In 1991, after several deputy shootings of non-white suspects, the Board of Supervisors convened a panel under the leadership of retired Los Angeles County Superior Court Judge James G. Kolts to investigate the Sheriff’s Department’s handling of excessive force cases. The Kolts Commission found many of the same breakdowns cited 20 years later by the panel that Drooyan served. Supervisors and the sheriff created a special counsel to monitor the department, and an Office of Independent Review to report on the sheriff’s internal investigations. Already in place was a commission charged with monitoring jail conditions. Problems continued to fester.
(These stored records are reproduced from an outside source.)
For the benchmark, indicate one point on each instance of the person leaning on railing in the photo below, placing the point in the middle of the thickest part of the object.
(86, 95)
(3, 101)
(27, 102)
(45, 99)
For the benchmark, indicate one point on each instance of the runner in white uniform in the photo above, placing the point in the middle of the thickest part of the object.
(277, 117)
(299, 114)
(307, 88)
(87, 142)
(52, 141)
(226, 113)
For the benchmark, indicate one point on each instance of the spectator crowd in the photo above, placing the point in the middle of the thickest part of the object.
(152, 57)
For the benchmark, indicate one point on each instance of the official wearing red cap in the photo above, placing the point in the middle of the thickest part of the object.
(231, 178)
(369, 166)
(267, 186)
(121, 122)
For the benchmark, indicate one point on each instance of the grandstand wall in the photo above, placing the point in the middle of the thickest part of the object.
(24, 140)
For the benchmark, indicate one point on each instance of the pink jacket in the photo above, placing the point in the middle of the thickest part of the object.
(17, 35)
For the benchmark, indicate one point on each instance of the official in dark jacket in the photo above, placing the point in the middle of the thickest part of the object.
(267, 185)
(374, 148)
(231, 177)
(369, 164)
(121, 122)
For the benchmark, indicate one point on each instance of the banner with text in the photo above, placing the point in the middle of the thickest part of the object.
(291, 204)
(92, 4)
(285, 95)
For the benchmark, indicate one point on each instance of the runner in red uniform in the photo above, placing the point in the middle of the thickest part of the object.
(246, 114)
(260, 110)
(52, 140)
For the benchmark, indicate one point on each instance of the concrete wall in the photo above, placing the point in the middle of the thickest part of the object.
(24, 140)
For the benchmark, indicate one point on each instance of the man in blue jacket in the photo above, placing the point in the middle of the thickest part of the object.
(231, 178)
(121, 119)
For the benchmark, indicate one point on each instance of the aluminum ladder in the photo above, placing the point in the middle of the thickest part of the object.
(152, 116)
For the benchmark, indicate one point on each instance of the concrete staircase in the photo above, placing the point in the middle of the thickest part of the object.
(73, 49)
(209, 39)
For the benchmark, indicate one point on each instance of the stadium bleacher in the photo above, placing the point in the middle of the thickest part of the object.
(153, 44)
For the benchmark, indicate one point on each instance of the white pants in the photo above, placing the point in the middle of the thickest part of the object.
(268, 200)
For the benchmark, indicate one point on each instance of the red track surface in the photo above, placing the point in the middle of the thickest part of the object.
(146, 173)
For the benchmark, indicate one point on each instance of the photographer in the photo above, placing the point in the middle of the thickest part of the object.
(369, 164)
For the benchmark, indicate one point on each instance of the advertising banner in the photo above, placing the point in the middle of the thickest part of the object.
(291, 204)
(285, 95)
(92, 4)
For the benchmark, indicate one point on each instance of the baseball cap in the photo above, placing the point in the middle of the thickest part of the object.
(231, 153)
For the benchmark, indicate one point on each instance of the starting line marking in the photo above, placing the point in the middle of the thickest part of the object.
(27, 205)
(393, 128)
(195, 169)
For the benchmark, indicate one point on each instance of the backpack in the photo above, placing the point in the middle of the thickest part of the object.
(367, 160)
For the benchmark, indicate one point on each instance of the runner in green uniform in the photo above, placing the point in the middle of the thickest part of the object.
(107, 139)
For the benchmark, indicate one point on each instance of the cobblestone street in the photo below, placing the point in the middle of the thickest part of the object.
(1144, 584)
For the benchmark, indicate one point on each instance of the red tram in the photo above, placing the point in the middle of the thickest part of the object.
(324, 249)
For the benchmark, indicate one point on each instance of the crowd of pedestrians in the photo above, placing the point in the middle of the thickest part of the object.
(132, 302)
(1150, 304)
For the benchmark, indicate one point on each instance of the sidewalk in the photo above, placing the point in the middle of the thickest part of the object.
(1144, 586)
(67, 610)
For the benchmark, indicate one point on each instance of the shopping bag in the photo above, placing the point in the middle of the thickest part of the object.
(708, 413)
The culture of deputy violence against inmates — a culture that too often has disregarded the rights and humanity of inmates — is inextricably linked to failures in the operation, management and oversight of the Sheriff’s Department and to the inadequacy of the jail facilities. Ensuring that change in the jails is positive and permanent requires strengthening civilian oversight of the Sheriff’s Department, demolishing and replacing Men’s Central Jail, diverting the mentally ill to treatment when their conditions require care rather than lockup, taking other steps to responsibly reduce the inmate population, and providing the department with adequate resources to operate properly.

Rutherford and Rosas, with their ongoing monitoring requirements, together with another recent settlement under which the county acknowledged that it inadequately accommodates inmates with physical disabilities, plus a yet-to-be-concluded consent decree with the U.S. Department of Justice over mistreatment of mentally ill inmates and the still-unfulfilled recommendations of the Citizens Commission on Jail Violence, provide a patchwork of monitoring and mandates to improve the jails.

In total, the agreements are reminiscent of the LAPD consent decree. But they lack the coherence of the LAPD consent decree, with its single set of mandates, single judge and single monitoring team. It is by no means a foregone conclusion that, singly or collectively, the decrees, settlements and recommendations will enable the Sheriff’s Department to make the turnaround it needs.

The challenge for the county, and especially for McDonnell, is to respond with a remediation program that coherently weaves together the various mandates and monitoring schemes, and to do it in a way that allows the Sheriff’s Department to finally emerge from decades of substandard jailing. It will require continuing focus by the sheriff, the Board of Supervisors and the public to ensure that the problems in the jails do not fester for another 40 years.